Literature DB >> 28646116

Tonic B-cell receptor signaling in diffuse large B-cell lymphoma.

Ondrej Havranek1, Jingda Xu1, Stefan Köhrer2, Zhiqiang Wang1, Lisa Becker1, Justin M Comer1, Jared Henderson1, Wencai Ma1, John Man Chun Ma1, Jason R Westin1, Dipanjan Ghosh1, Nicholas Shinners1, Luhong Sun1, Allen F Yi1, Anusha R Karri1, Jan A Burger2, Tomasz Zal3, R Eric Davis1,4.   

Abstract

We used clustered regularly interspaced short palindromic repeats/Cas9-mediated genomic modification to investigate B-cell receptor (BCR) signaling in cell lines of diffuse large B-cell lymphoma (DLBCL). Three manipulations that altered BCR genes without affecting surface BCR levels showed that BCR signaling differs between the germinal center B-cell (GCB) subtype, which is insensitive to Bruton tyrosine kinase inhibition by ibrutinib, and the activated B-cell (ABC) subtype.

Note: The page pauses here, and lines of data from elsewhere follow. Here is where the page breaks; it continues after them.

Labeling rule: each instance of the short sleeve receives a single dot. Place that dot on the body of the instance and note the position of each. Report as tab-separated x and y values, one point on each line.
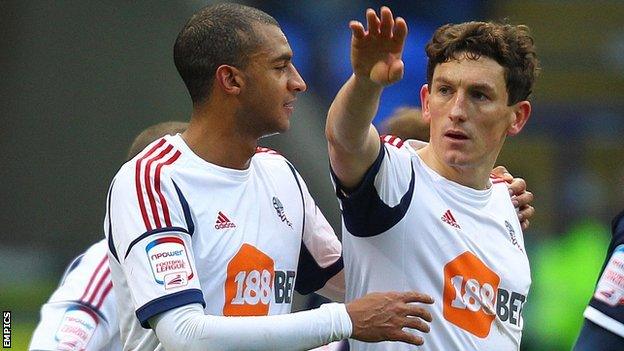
382	199
149	228
81	312
320	256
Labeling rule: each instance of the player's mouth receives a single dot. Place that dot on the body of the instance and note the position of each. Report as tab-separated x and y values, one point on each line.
290	105
457	135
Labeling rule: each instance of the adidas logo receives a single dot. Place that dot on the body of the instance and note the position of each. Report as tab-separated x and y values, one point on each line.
223	222
448	218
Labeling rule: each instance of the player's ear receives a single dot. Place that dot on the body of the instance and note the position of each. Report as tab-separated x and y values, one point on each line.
424	103
521	113
229	79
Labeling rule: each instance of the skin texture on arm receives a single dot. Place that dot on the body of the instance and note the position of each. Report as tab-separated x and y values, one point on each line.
374	317
353	141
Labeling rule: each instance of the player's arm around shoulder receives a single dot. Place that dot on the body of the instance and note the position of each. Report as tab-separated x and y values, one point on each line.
353	141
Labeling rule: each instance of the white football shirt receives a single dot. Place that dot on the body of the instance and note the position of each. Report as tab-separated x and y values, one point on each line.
182	230
80	314
408	228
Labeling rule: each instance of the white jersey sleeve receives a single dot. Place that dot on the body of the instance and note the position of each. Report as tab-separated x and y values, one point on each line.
149	232
320	257
383	197
80	314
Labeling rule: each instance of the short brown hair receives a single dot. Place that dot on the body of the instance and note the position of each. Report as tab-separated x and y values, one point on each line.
221	34
509	45
152	133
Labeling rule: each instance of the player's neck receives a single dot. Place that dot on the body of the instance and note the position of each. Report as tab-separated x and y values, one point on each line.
475	177
213	139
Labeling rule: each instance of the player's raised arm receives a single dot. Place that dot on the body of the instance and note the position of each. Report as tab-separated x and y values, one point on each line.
376	60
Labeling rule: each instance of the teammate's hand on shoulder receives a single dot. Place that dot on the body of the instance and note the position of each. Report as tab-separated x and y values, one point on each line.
376	52
382	316
520	197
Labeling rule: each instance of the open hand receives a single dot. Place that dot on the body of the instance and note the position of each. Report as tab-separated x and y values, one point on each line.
382	316
376	52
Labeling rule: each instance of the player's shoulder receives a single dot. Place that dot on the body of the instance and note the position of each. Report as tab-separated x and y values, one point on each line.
391	140
154	163
267	155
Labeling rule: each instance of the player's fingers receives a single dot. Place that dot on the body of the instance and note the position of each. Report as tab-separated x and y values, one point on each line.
523	199
518	186
387	22
372	21
416	323
415	296
525	224
395	73
408	338
357	29
419	311
400	31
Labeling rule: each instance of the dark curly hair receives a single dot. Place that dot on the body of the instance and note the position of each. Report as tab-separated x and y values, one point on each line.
509	45
213	36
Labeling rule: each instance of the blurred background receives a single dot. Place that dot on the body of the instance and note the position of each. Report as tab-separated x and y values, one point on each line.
80	79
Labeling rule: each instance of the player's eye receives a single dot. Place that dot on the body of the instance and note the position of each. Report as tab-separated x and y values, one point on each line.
444	90
480	96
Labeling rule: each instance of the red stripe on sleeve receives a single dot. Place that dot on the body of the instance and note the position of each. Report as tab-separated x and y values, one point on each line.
148	184
163	202
104	294
137	181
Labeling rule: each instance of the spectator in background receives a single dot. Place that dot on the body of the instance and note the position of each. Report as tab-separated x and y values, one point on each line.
407	123
603	327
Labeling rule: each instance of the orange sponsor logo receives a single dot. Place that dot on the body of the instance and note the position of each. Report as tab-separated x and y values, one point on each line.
470	290
249	283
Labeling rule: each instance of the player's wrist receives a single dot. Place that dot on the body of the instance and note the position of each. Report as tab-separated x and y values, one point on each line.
342	326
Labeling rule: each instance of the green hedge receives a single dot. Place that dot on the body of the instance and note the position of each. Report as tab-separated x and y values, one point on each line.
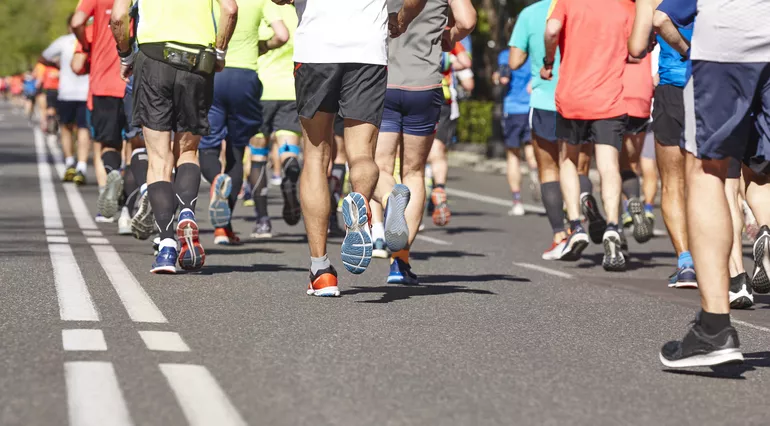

Replacing antigen-binding BCR regions had no effect on BCR signaling in GCB-DLBCL lines, reflecting this subtype's exclusive use of tonic BCR signaling. Conversely, Y188F mutation in the immunoreceptor tyrosine-based activation motif of CD79A inhibited tonic BCR signaling in GCB-DLBCL lines but did not affect their calcium flux after BCR cross-linking or the proliferation of otherwise-unmodified ABC-DLBCL lines. CD79A-GFP fusion showed BCR clustering or diffuse distribution, respectively, in lines of ABC and GCB subtypes. Tonic BCR signaling acts principally to activate AKT, and forced activation of AKT rescued GCB-DLBCL lines from knockout (KO) of the BCR or 2 mediators of tonic BCR signaling, SYK and CD19. The magnitude and importance of tonic BCR signaling to proliferation and size of GCB-DLBCL lines, shown by the effect of BCR KO, was highly variable; in contrast, pan-AKT KO was uniformly toxic. This discrepancy was explained by finding that BCR KO-induced changes in AKT activity (measured by gene expression, CXCR4 level, and a fluorescent reporter) correlated with changes in proliferation and with baseline BCR surface density. PTEN protein expression and BCR surface density may influence clinical response to therapeutic inhibition of tonic BCR signaling in DLBCL.
© 2017 by The American Society of Hematology.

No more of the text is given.